The California Federal Appeals Court on Tuesday ruled against a group of journalists at the Santa Barbara News-Press who had been fired for demanding truthful reporting integrity and wanting to unionize.Rather than uphold their rights both to unionize and to speak out against unethical editorial practices, the court instead said their firings were protected by newspaper publisher Wendy McCaw’s First Amendment Rights to print whatever she wanted.

During what has been a six-year employment law fight, newsroom staff quit or were fired after they spoke out against McCaw’s interference in their reporting and altering of facts in the coverage.
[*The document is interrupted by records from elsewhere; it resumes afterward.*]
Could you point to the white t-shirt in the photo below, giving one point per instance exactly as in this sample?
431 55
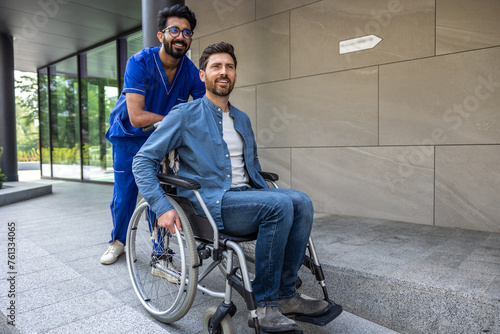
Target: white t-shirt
235 145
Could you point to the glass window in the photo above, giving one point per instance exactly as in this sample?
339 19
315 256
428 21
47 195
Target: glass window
99 94
65 127
129 45
43 104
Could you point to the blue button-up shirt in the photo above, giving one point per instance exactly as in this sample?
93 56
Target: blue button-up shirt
195 130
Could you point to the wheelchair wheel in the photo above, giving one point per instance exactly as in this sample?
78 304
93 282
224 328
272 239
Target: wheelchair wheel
226 325
162 267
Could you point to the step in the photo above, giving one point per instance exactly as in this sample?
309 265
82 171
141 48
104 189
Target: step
13 192
412 278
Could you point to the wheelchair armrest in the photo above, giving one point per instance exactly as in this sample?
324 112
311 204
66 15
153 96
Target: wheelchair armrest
269 176
178 181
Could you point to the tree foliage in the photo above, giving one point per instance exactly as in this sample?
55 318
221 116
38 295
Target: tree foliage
26 111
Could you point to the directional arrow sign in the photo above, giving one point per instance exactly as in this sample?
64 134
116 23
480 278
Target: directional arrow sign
359 44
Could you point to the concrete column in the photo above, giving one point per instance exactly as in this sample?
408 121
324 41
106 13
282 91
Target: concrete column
150 9
8 162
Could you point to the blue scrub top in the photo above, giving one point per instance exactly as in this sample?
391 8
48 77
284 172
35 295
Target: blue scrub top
145 75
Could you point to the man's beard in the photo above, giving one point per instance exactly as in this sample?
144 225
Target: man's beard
169 49
212 87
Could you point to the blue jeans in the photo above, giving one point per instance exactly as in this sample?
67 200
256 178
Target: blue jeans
283 219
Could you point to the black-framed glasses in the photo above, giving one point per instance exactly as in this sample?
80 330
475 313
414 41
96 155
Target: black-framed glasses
175 31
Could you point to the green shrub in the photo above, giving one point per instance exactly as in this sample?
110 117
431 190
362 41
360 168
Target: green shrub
27 156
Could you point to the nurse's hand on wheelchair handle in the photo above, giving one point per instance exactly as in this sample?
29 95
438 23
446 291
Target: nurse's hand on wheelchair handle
169 219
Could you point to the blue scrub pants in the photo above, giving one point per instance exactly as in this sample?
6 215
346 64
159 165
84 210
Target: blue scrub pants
124 194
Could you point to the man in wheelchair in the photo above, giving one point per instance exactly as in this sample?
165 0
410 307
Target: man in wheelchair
216 147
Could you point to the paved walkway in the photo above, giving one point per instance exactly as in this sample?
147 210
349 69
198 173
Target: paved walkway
60 286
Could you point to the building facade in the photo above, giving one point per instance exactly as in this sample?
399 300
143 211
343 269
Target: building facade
405 130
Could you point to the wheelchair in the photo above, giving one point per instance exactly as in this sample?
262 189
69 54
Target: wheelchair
168 269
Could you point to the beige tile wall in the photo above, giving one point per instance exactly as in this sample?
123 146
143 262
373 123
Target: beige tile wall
408 130
463 25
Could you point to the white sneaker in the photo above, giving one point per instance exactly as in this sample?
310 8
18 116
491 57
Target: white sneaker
115 249
160 273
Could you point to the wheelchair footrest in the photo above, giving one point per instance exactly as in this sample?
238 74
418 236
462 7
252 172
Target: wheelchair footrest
295 331
332 311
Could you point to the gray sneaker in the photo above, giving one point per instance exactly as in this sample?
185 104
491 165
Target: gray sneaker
115 249
302 305
272 320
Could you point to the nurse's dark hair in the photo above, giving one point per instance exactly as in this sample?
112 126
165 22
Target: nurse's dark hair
181 11
221 47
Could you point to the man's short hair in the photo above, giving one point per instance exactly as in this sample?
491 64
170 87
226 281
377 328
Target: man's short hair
221 47
175 11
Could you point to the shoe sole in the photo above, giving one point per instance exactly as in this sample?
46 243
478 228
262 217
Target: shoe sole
287 329
113 260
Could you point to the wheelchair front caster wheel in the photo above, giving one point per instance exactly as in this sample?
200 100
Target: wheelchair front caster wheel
226 326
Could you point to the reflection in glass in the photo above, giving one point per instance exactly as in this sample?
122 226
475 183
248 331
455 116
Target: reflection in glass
129 46
99 94
43 103
66 162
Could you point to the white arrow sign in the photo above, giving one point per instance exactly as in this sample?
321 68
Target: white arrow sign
359 44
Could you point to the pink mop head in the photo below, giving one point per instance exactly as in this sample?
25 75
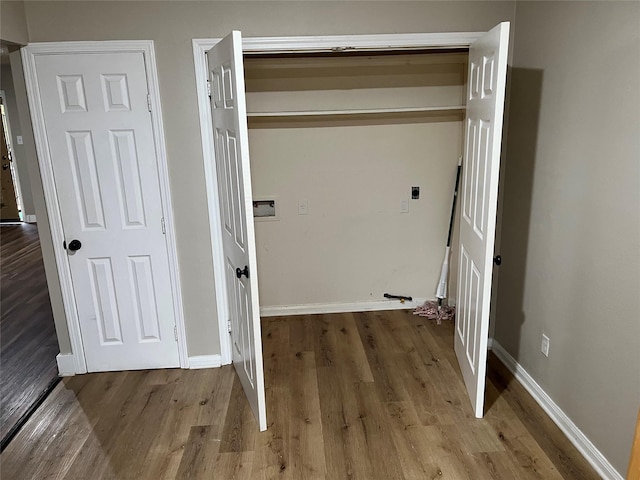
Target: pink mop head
432 312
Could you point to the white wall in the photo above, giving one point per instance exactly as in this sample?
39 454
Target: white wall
172 25
19 150
354 244
13 22
571 223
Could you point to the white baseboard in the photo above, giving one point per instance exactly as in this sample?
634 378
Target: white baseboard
314 308
597 460
66 364
205 361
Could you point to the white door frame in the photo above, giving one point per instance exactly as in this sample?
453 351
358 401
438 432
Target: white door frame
261 45
29 54
14 168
The journalists who remained joined the Teamsters, and McCaw subsequently fired eight journalists.

The appeals court upheld the firings as legal, and to force McCaw to rehire the fired journalists would be a violation of her Freedom of Speech rights.

“The First Amendment affords a publisher – not a reporter – absolute authority to shape a newspaper’s content,” Judge Stephen Williams wrote for a three-judge panel.

Here’s what Rose Law Group employment law attorney David Weissman, who was consulted for this column, had to say:

“If the company wants to report the news poorly or inaccurately, it should have the right to do so, and if its employees disagree with that approach, the company should have the right to fire them.  Ultimately, the company will be punished for its poor decisions when its readers stop subscribing and it goes out of business.”

On the other hand, the attorney said firing employees because they affiliated with a union is actionable.

It is doubtful a biased and untruthful newspaper would fold because, unfortunately, readers would not know en masse its articles were bogus, let alone sue someone who owns ink by the barrel.

The judge has ruled the First Amendment includes the Freedom to Lie.

There has to be a time when common sense and the search for truth trump literal law. There are times when judges should compromise for the betterment of all.

As alternet.org put it: “If you were wondering whether rich people can buy full control of the ‘news’ in this country, the answer is, apparently, yes, and they can abuse workers’ rights in the process, too.”